BLACKPOOL is struggling to identify a location large enough to house Kosovan refugee communities.

Councils throughout the country are being asked to identify sites where communities of Kosovans could be housed together but, though Blackpool has more guest-beds than any other resort, that is not the kind of accommodation the Home Office is looking for, said council leader Ivan Taylor.

"They need to be kept together, not just in families but in communities, and we're struggling to identify somewhere large enough," he said. "We're keeping in close touch with the Home Office and they're keeping us informed about the situation. It's very important that any refugees who come to this country are properly cared for and properly looked after."

With a projected influx of thousands of Kosovans a week, other councils are highlighting sites like empty hospitals, military camps or schools - even a former holiday camp outside Morecambe.
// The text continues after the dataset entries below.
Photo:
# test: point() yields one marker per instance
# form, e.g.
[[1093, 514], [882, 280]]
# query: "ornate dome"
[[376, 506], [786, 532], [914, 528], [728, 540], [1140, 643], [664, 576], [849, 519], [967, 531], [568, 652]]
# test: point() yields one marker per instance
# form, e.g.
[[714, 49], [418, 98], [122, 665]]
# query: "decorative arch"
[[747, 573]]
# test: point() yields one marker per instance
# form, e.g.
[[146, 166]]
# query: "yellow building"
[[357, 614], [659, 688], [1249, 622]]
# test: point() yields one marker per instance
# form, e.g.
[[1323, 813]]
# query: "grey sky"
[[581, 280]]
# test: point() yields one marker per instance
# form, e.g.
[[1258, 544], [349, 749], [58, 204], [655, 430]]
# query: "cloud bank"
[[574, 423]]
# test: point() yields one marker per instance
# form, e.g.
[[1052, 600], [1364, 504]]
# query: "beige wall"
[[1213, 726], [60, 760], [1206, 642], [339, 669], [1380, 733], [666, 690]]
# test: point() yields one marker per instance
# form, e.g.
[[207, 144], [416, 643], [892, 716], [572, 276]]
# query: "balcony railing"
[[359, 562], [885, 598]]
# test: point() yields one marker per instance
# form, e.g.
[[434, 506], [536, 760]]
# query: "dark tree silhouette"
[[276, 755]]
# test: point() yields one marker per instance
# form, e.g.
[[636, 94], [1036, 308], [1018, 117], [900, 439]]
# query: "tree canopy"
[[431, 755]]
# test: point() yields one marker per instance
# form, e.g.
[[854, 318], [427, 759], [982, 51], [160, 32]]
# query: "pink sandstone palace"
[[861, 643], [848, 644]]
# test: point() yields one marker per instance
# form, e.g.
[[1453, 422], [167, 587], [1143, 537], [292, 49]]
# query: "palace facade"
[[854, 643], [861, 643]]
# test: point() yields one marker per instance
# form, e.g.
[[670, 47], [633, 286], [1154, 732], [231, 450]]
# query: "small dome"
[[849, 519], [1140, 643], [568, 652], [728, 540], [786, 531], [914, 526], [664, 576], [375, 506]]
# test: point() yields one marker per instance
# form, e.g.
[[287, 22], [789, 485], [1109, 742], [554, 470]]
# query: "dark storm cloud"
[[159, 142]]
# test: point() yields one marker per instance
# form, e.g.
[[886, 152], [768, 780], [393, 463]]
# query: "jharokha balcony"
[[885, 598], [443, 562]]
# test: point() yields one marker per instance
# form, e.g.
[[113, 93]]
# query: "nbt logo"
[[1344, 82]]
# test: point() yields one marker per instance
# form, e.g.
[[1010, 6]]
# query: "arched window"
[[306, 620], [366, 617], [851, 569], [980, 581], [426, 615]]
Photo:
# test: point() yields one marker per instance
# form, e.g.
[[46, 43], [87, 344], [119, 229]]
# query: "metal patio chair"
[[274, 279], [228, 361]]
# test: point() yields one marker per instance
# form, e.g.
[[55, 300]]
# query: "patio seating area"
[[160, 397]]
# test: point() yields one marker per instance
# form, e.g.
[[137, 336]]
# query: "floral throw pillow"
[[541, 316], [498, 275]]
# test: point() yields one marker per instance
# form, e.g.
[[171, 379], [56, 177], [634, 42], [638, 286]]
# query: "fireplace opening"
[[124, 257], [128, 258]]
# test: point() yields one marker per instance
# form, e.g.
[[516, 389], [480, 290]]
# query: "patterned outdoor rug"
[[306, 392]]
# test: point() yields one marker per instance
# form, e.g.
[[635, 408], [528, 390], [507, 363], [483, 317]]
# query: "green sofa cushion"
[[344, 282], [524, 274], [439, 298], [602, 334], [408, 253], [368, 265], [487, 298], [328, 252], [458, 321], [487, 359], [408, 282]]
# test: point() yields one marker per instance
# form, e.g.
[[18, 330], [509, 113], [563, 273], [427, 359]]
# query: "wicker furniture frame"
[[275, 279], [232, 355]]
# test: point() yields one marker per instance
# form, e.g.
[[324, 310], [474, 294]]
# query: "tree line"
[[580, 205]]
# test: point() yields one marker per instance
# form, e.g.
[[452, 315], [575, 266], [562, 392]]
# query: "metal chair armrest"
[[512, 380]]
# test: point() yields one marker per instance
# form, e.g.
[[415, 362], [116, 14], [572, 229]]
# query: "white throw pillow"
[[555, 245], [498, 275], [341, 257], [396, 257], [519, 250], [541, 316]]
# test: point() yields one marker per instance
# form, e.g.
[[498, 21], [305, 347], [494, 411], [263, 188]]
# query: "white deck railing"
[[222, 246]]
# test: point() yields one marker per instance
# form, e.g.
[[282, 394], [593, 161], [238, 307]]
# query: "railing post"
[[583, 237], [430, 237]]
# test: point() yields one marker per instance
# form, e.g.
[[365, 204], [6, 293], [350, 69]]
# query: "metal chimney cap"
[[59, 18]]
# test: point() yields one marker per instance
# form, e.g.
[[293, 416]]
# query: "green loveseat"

Lancashire County Council, health authorities and charities are also co-ordinating accommodation efforts - but speculation that some could go to Kirkham Open Prison was unfounded.

Blackpool South MP Gordon Marsden, in talks with Home Office minister Mike O'Brien, called for any refugees or asylum-seekers who are sent here to be given proper medical, psychiatric and cultural support.

Mr Marsden said: "They come from the most traumatic circumstances, often with horrendous medical and psychiatric problems. It is very important they are not dispersed without access to expert cultural, medical and psychiatric support systems.

"I would want to be satisfied they were coming with those support systems in place - otherwise they would feel even more isolated and alienated."

When he reported this to his constituency party, member Michael Edwards thought Blackpool should welcome displaced Kosovans to its guest-houses: "Blackpool has thousands of bed and breakfasts, and vacancy signs all over the place. They would receive a proper Lancashire welcome rather than being put in an army camp," he said.

The resort had a long tradition of opening its arms to evacuees and refugees, such as during the Second World War and the 1956 Hungary crisis, he pointed out.